Ecological Justification

Ryder and Wing also make an environmental pitch for sweet proteins over sugar or non-nutritive sweeteners. Brazzein is naturally occurring in Oubli Berries of Pentadiplandra Brazzeana. A tree found on the forest edge of the tropical Sahel belt stretching from the Upper Nile Valley and Angola to eastern Nigeria. The abundance of this tree would make agriculture incredibly expensive. And even if Oubli fruit trees could be cultivated in orchards, large-scale agriculture would cause the same deforestation problem as palm oil production in Indonesia or Madagascar. Ryder says farmers have planted 6.5 million acres of sugar worldwide, much of it in sensitive tropical areas.

"For every 1% reduction in sugar, we can either lose 650,000 acres of sugar cane land, or we can replace growing tropical forests."

So Oobli has transitioned to biotechnology and genetically modified yeast to produce the same Brazzein naturally grown in trees. According to Ryder, the company has developed a scalable fermentation process that has been proven in commercial-scale production of sweet proteins in three countries. This allows the company to supply economically sweet proteins without the need for forests to grow crops.

And to this reporter's palate, Oobli's tea tastes sweet without the odd "off" taste that Stevia and synthetic sweeteners can have. I bought a 6-pack and the dessert-loving kids drank the rest. While there's a sweet aftertaste with a Snapple or Arizona Iced Tea Wallop, Oobli has a smooth balance and comes in various lemon or peach tea flavors.

In essence, Brazzein behaves differently in the mouth compared to sugar.

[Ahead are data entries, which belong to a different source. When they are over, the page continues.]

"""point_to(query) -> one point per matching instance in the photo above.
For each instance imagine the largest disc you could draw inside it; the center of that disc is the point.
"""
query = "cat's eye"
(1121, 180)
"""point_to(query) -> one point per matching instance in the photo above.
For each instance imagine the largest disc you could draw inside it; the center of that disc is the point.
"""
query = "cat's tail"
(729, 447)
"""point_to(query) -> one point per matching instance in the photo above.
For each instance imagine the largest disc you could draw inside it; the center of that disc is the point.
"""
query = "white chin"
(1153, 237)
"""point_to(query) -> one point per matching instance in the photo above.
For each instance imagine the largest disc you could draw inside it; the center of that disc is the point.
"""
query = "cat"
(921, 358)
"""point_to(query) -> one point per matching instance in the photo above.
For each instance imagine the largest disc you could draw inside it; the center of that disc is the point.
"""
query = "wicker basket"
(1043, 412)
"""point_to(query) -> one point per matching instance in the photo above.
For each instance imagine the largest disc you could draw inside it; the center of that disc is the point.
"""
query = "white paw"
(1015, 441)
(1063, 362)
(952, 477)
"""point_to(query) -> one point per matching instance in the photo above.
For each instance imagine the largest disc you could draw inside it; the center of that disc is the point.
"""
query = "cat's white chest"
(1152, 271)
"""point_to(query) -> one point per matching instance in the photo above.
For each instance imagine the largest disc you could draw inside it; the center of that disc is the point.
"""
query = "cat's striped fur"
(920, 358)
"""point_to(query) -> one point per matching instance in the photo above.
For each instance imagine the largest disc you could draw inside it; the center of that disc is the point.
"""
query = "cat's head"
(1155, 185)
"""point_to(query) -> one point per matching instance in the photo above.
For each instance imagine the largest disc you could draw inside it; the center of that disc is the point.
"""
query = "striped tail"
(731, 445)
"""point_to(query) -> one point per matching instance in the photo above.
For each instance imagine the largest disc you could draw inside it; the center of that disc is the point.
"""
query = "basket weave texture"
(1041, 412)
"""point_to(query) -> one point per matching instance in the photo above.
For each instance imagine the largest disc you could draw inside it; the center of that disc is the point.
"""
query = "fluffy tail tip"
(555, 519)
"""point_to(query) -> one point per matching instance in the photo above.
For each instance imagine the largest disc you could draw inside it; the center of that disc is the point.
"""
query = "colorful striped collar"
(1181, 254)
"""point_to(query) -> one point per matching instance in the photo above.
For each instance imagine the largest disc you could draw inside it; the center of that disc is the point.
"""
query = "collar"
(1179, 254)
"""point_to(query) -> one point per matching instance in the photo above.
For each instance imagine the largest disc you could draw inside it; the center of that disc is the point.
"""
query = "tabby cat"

There's a slight delay from when the sweet taste is perceived to when it hits the tongue. So Oobli uses a small amount of sugar derived from sucrose in tea to not confuse the tongue. But the amount of added sugar is minimal. Oobli's iced tea can has 7 grams of sugar, while a sweet Snapple bottle has about 46 grams.

Making proteins in the lab that are hard to find in nature can feel like the antithesis of everything behind the organic food movement. Why show restraint and not cut back on diet soda? Why can't people just accept a fig cookie or a flavorful pie instead, or hold out for drinks like coffee, tea, and water?

But in a country where 40% of adults are obese, appeals to individual responsibility and dietary morality feel grandiose and inappropriate. Many of us lack the restraint to cut back. Or we simply don't care. We suck down soda as if there's no tomorrow. And let's face it. There are millions of us. Synthetic biology may offer an escape. Making hyper-sweet proteins in the lab could be the best way to start addressing the calorie drinking problem.